Presidential Mansion, Adams Capitol District
"Mister President, you're scheduled to leave in twenty minutes."
The voice cut through the large bearded man's mind. Away was a fairly roomy bedroom in a second-floor apartment overlooking the rainswept parking lot from that tenacious, unmoving lumbering tropical system named "Fay", replaced by a fairly and richly furnished office. The desk was made of fine wood with only papers and a stack of pens upon it. The center of the floor's carpet had a stylized horizontal tricolor of white, blue, and green, one that was easily recognized by him as the prefered colors of the Cascadian Independence movement... save, of course, the absence of "The Doug", the Douglas fir tree that said movement imposed upon their tricolor.
He had never stepped foot in the region called Cascadia, honestly, but the pictures he'd seen of it from friends, hell, even the "Ax-Men" program on History Channel and the long establishing shots of the Oregon countryside, had made him begin to appreciate the region far more than his hot, humid subtropical birthplace of Florida.
The sensation of wearing different clothing was next.
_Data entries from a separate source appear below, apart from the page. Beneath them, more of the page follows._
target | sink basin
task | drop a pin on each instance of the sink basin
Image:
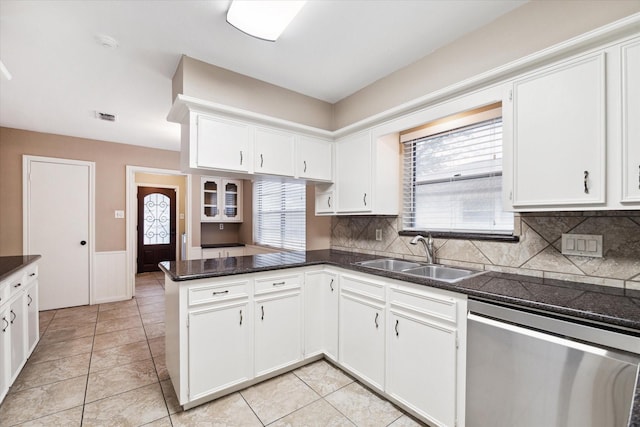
(442, 272)
(429, 271)
(389, 264)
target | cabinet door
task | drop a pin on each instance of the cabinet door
(321, 314)
(220, 350)
(5, 352)
(273, 152)
(18, 326)
(33, 318)
(421, 367)
(278, 332)
(313, 159)
(630, 122)
(223, 144)
(353, 173)
(559, 135)
(325, 202)
(362, 338)
(210, 199)
(232, 200)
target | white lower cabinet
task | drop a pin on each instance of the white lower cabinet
(405, 341)
(422, 366)
(219, 348)
(19, 323)
(321, 296)
(362, 326)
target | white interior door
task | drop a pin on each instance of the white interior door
(57, 226)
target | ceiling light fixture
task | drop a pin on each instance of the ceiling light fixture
(264, 19)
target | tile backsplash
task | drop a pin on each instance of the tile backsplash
(536, 254)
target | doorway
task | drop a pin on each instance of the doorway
(156, 229)
(58, 223)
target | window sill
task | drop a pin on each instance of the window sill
(463, 236)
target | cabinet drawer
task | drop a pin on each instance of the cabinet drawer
(275, 283)
(218, 292)
(362, 286)
(438, 306)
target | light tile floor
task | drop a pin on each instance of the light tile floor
(103, 365)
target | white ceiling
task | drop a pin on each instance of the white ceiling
(62, 75)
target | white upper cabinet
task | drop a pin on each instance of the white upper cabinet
(314, 159)
(273, 153)
(367, 174)
(631, 122)
(222, 144)
(221, 200)
(559, 139)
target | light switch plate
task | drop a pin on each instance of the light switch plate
(582, 245)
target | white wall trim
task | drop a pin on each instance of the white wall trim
(595, 39)
(131, 215)
(26, 161)
(110, 277)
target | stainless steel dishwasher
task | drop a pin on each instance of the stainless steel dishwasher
(530, 370)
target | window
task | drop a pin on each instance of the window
(279, 214)
(453, 178)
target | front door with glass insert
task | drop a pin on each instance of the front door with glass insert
(156, 227)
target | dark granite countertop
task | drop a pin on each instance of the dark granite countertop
(601, 304)
(221, 245)
(11, 264)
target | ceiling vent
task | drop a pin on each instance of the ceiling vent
(106, 116)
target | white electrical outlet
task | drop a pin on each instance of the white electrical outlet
(582, 245)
Instead of a plain red T-shirt and cotton jogging shorts he was now richly attired in business jacket, black, with a business shirt and green tie. A pair of elegant business shoes were on his feet, easily US size 23 by the space he felt within them, enough to wiggle his toes.
He picked up and turned the nameplate on the desk. It was his name engraved in gold lettering upon a wood panel: Stephen T. Garrett. A glance to a paper on the desk confirmed the suspicion beginning to form through the confusion of the sudden change. A paper bearing his name accompanyed by the seal of "The President of the Republic of Cascadia".
Just what the hell is going on?
The woman's voice spoke up again. "Mister President?"
He fumbled around for a moment. He found the plain phone - contrasting to the ominous red one -and quickly scanned the labels of the buttons on it. He hit the intercom button. "Yes, I heard you. I'll be out soon," he answered.
Where am I going? The question went through his head. It felt too real to be a dream, and if it wasn't, if he was really a President of some strange alternate-reality republic, what was he going to do? A President was expected to know all matters of protocols and information that he did not. He didn't know the members of his Cabinent, the leading legislators... for Christ's sake, he didn't even know what his political party was! What was he going to do if this was a trip to some speech or public outing where his ignorance of these things would be pretty blatantly obvious.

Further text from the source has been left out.